Whether you drink it because of the taste, because you’re a proud vegan, or because dairy makes you feel icky, nut milk may be the culprit of some of the belly bloat you’re experiencing. Many almond milk brands these days use carrageenan, a thickening agent that has been found to cause all sorts of gastrointestinal issues (as serious as stomach ulcers) and can cause bloating for many people. Good news is you don’t have to go running back to the cows, as there are now plenty of brands making dairy-free milks that are also carrageenan-free (just peep the ingredient list first). And if all else fails, we know you’ve been wanting to try making your own for years now, so whip out that Vitamix.

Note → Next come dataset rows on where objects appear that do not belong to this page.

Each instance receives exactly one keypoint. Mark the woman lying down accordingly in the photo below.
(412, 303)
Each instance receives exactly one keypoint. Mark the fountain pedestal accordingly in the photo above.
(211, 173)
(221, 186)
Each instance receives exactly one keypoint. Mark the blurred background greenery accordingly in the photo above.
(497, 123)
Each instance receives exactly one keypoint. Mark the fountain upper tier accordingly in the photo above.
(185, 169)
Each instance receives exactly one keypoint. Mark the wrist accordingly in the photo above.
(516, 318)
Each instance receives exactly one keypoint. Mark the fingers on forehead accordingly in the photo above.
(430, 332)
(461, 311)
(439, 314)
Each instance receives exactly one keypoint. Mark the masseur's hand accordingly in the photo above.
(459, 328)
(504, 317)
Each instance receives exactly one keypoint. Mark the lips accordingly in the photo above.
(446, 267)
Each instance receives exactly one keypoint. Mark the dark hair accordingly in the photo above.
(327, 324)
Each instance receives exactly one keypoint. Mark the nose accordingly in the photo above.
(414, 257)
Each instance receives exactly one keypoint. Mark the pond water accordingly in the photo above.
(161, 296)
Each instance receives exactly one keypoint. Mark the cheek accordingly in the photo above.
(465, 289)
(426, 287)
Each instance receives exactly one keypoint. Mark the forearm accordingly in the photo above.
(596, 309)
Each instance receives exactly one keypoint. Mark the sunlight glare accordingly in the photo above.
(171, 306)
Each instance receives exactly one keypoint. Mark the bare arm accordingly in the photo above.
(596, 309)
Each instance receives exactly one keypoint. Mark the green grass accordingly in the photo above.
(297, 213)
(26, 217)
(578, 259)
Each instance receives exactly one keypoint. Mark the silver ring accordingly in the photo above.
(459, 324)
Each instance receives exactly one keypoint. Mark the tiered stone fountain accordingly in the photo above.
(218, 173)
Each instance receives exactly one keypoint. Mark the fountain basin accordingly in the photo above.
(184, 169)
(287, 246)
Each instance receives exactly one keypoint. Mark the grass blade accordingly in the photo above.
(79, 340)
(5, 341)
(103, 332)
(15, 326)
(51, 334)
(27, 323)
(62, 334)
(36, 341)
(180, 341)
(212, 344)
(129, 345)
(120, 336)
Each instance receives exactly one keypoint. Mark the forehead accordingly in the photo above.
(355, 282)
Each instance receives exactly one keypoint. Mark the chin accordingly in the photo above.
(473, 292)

Chewing gum is a triple threat when it comes to belly bloat. To start, as you’re smacking your gums, you’re also swallowing a good amount of excess air that has been found to cause both abdominal pain and bloating. At the same time, this chewing mechanism signals to your body that food is coming, stimulating the production of digestive enzymes and stomach acid that will then sit there all dressed up with nowhere to go. This not only can cause bloating, but also can interfere with your ability to produce stomach acid down the line when food actually IS on its way (causing, you guessed it, more bloat). Lastly, If you’re over the age of thirteen and you’re chewing gum, chances are it’s sugar-free gum. But that sugar-free stick of entertainment keeping you focused and your hand out of the office candy jar is most likely made with something called sorbitol, a sugar-based alcohol that takes an extremely long time for your body to digest. As it sits there slowly digesting (and some of it can go completely undigested), it acts as an agent for bacteria to ferment and hydrogen gas to be produced, along with a variety of discomforts in the tummy.
Okay, maybe not the healthiest on the list, but most likely something you enjoy every single day. Coffee can overexcite the digestive tract and cause spasms in the bowel that lead to belly bloat. Also, because coffee is highly acidic, it can cause inflammation in the stomach lining (or, if we’re technical about it, gastritis), which aggravates the stomach. Side note: These symptoms can be caused by coffee alone. Don’t even get us started on the cream, syrups, and sugars that you might mix in your mug.